Here we recognize the element of time. How foolish, how childish, how puerile, to fail or even refuse to do the same when it comes to the human soul, with all its God-like possibilities! And, again, how foolish, because some of the blooms on the rose stock had not reached their perfection as soon as others, to have pronounced them of no value, unworthy, and to have refused them the dews, the warm rains, the life-giving sunshine, the very agencies that hastened their perfected growth! Yet this puerile, unbalanced attitude is that taken by untold numbers in the world to-day toward many human souls on account of their less mature unfoldment at any given time.
Why, the very fact that a fellow-man and a brother has this or that fault, error, undesirable or objectionable characteristic, is of itself the very reason he needs all the more of charity, of love, of kindly help and aid, than is needed by the one more fully developed, and hence more free from these. All the more reason is there why the best in him should be recognized and ever called to the front.
The wise man is he who, when he desires to rid a room of darkness or gloom, does not attempt to drive it out directly, but who throws open the doors and the windows, that the room may be flooded with the golden sunlight; for in its presence darkness and gloom cannot remain. So the way to help a fellow-man and a brother to the higher and better life is not by ever prating upon and holding up to view his errors, his faults, his shortcomings, any more than in the case of children, but by recognizing and ever calling forth the higher, the nobler, the divine, the God-like, _by opening the doors and the windows of his own soul_, and thus bringing about a spiritual perception, that he may the more carefully listen to the inner voice, that he may the more carefully follow “the light that lighteth every man that cometh into the world.” For in the exact proportion that the interior perception comes will the outer life and conduct accord with it,–so far, and no farther.
Where in all the world’s history is to be found a more beautiful or valuable incident than this? A group of men, self-centred, self-assertive, have found a poor woman who, in her blindness and weakness, has committed an error, the same one that they, in all probability, have committed not once, but many times; _for the rule is that they are first to condemn who are-most at fault themselves_. They bring her to the Master, they tell him that she has committed a sin,–ay, more, that she has been taken in the very act,–and ask what shall be done with her, informing him that, in accordance with the olden laws, such a one should be stoned.
But, quicker than thought, that great incarnation of spiritual power and insight reads their motives; and, after allowing them to give full expression to their accusations, he turns, and calmly says, “He among you that is _without sin_, let _him_ cast the first stone.” So saying, he stoops down, as if he is writing in the sand. The accusers, feeling the keen and just rebuke, in the mean time sneak out, until not one remains. The Master, after all have gone, turns to the woman, his sister, and kindly and gently says, “And where are thine accusers? doth no man condemn thee?” “No man, Lord.” “_And neither do I condemn thee: go thou, and sin no more_.” Oh, the beauty, the soul pathos! Oh, the royal-hearted brother! Oh, the invaluable lesson to us all!

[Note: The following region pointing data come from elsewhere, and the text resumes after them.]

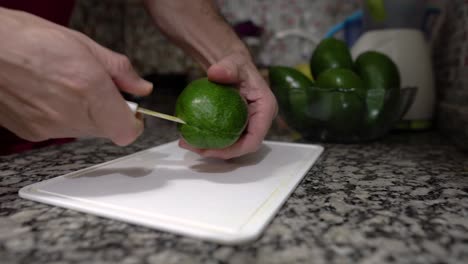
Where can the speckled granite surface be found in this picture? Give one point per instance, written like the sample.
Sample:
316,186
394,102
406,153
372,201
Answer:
402,200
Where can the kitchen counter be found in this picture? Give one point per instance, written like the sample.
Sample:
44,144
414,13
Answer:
400,200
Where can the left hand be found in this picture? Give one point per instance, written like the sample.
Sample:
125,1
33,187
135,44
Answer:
237,69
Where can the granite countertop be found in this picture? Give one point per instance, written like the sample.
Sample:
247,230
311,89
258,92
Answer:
400,200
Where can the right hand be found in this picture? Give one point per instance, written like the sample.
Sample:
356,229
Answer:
56,82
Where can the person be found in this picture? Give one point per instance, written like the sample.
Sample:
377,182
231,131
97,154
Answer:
58,83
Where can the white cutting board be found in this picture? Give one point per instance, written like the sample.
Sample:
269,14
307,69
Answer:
171,189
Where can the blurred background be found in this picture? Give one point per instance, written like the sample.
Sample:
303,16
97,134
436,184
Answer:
285,32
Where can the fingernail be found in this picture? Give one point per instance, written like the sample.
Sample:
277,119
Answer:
139,126
146,85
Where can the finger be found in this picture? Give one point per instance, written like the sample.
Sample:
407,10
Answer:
119,67
113,117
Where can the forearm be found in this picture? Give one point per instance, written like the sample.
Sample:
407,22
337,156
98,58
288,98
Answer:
197,27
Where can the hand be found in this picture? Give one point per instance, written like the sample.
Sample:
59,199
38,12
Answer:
55,82
238,69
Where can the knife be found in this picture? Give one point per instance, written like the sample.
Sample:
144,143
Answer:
136,109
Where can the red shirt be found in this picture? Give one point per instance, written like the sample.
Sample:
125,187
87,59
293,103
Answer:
57,11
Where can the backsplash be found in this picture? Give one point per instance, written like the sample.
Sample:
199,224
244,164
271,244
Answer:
451,68
124,26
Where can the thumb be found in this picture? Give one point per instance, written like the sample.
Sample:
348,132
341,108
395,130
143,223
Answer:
119,68
224,71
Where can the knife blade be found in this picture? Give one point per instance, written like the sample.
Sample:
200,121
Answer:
136,109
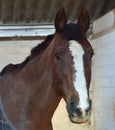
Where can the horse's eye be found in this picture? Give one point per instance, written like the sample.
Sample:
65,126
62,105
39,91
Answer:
57,55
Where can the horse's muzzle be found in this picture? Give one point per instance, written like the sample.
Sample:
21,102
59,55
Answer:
76,114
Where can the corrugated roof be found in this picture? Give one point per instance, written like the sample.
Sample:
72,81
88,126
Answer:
43,11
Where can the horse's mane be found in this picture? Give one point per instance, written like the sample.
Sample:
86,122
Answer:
34,52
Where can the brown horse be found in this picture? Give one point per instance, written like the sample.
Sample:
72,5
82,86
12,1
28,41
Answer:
58,68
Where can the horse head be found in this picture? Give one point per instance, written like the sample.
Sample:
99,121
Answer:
72,65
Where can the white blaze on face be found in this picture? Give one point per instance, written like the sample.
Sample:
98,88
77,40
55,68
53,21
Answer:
79,82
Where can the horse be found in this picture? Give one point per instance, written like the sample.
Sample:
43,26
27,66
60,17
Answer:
60,67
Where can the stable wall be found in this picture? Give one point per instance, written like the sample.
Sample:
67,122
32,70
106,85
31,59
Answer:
103,72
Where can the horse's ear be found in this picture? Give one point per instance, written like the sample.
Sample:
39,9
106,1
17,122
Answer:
60,20
83,20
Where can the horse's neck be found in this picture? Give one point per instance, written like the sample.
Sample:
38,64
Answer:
43,101
31,94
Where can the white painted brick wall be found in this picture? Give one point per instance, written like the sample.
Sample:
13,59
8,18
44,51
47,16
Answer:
105,22
103,80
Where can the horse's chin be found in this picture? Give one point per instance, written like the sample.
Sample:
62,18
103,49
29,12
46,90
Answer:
77,120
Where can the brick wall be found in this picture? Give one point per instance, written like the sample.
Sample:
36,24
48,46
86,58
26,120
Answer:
103,77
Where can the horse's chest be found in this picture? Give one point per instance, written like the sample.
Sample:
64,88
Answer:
4,122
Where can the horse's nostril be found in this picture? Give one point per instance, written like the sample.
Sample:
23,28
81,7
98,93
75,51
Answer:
89,108
79,112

I have no doubt that this gentle, loving admonition, this calling of the higher and the better to the front, set into operation in her interior nature forces that hastened her progress from the purely animal, the unsatisfying, the diminishing, to the higher spiritual, the satisfying, the ever-increasing, or, even more, that made it instantaneous, but that in either case brought about the new birth,–the new birth that comes with the awakening of the soul out of its purely physical sense-life to the higher spiritual perception and knowledge of itself, and thus the birth of the higher out of the lower, as at some time or another comes to each and every human soul.
And still another fact that should make us most charitable toward and slow to judge, or rather refuse to judge, a fellow-man and a brother,–the fact that we cannot know the intense strugglings and fightings he or she may be subjected to, though accompanied, it is true, by numerous stumblings and fallings, though the latter we see, while the former we fail to recognize. Did we, however, know the truth of the matter, it may be that in the case of ourselves, who are so quick to judge, had we the same temptations and fightings, the battle would not be half so nobly, so manfully fought, and our stumblings and fallings might be many times the number of his or of hers. Had we infinite knowledge and wisdom, our judgments would be correct; though, had we infinite knowledge and wisdom, we would be spared the task, though perhaps pleasure would seem to be the truer word to use, of our own self-imposed judgments.
Even so, then, if I cannot give myself in thorough love and service and self-devotion to each and all of the Father’s other children, to every brother, no matter what the rank, station, or apparent condition, it shows that at least one of several things is radically wrong with self; and it also indicates that I shall never know the full and supreme joy of existence until I am able to and until I regard each case in the light of a rare and golden opportunity, in which I take a supreme delight.